Banco Central aumentou a projeção de crescimento do crédito das instituições estatais de 19%, previsão feita em março, para 21% neste ano

Eduardo Cucolo e Fernando Nakagawa, da Agência Estado,

26 de junho de 2012 | 18h43

BRASÍLIA - A política de redução agressiva dos juros vai dar uma vantagem ainda maior para os bancos públicos, que devem registrar neste ano mais que o dobro do crescimento no crédito em relação aos bancos privados. Nesta terça-feira, 26, o Banco Central aumentou a projeção de crescimento na carteira de crédito das instituições estatais de 19%, previsão feita em março, para 21% neste ano. E revisou para baixo a expansão nos bancos nacionais privados de 12% para 10%.

A mudança nas estimativas reflete os dados verificados até maio.
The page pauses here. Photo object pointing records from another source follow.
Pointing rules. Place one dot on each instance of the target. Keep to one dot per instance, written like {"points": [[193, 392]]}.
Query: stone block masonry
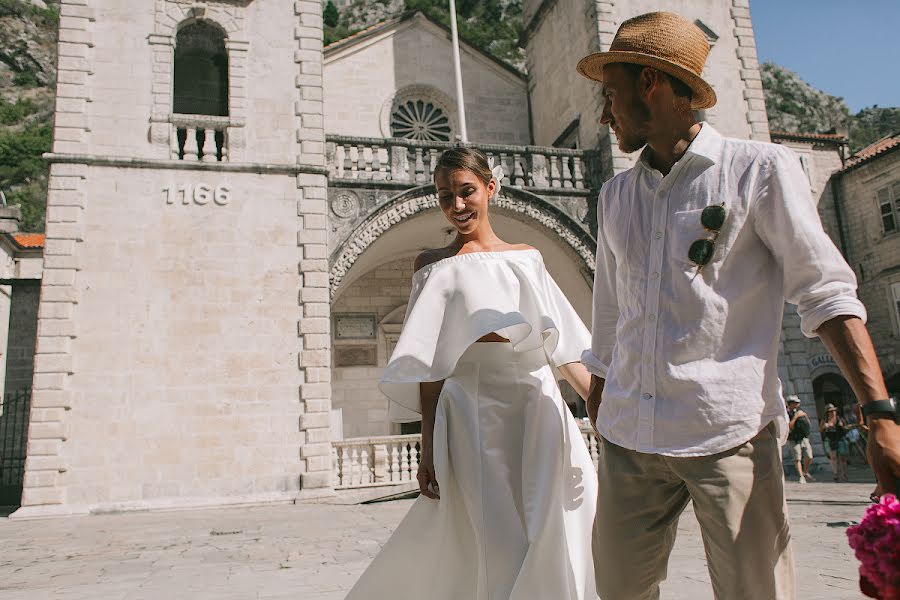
{"points": [[312, 236]]}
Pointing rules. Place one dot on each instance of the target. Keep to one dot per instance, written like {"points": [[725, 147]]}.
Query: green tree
{"points": [[330, 16]]}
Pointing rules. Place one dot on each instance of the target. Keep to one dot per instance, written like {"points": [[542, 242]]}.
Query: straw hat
{"points": [[661, 40]]}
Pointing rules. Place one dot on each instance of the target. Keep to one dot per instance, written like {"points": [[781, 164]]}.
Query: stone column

Nestes cinco meses, o crédito cresceu 7,8% nos bancos públicos, que respondem hoje por 44,6% dos empréstimos concedidos para pessoas físicas e empresas no País. Devem fechar o ano com participação de quase 46%. As instituições privadas nacionais, por outro lado, cresceram apenas 3,1% no período.

O crédito dos bancos públicos avançou nos segmentos habitacional, consumo, serviços e empréstimos para o governo. O setor privado também tem crescimento liderado pela área de habitação, mas supera as instituições estatais, em termos porcentuais, apenas no financiamento para indústria.

O professor de finanças da Universidade de Brasília, Newton Marques, diz que os números mostram o resultado do esforço do governo em usar os bancos públicos para fazer uma política anticíclica. Avalia, no entanto, que é preciso ficar atento à qualidade do crédito. Por enquanto, a inadimplência segue estável nesses bancos, ao contrário do que acontece nas instituições privadas, que registram alta nos atrasos.

Subsídio

O BC também revisou para baixo o crescimento na carteira do crédito subsidiado, que é composto principalmente por empréstimos do BNDES e pelo crédito imobiliário. E elevou a projeção de crescimento das operações do chamado crédito livre, que inclui os financiamentos ao consumo. Mesmo assim, o crédito com subsídio, que representa um terço dos empréstimos no País vai crescer mais (20%) do que os financiamentos com taxas de mercado, que devem avançar 13% neste ano, segundo a estimativa oficial.

A instituição manteve a previsão de crescimento de 15% no crédito no Brasil neste ano, abaixo dos 18,3% verificados nos 12 meses encerrados em maio. Com isso, o valor total das dívidas das famílias e empresas brasileiras vai chegar a 52% do Produto Interno Bruto (PIB). Hoje, está em 50,1%, porcentual recorde. O BC também manteve a estimativa de expansão de 13% na carteira de crédito dos bancos estrangeiros que atuam no País, como Santander e HSBC. Até maio, houve crescimento de 3,7%.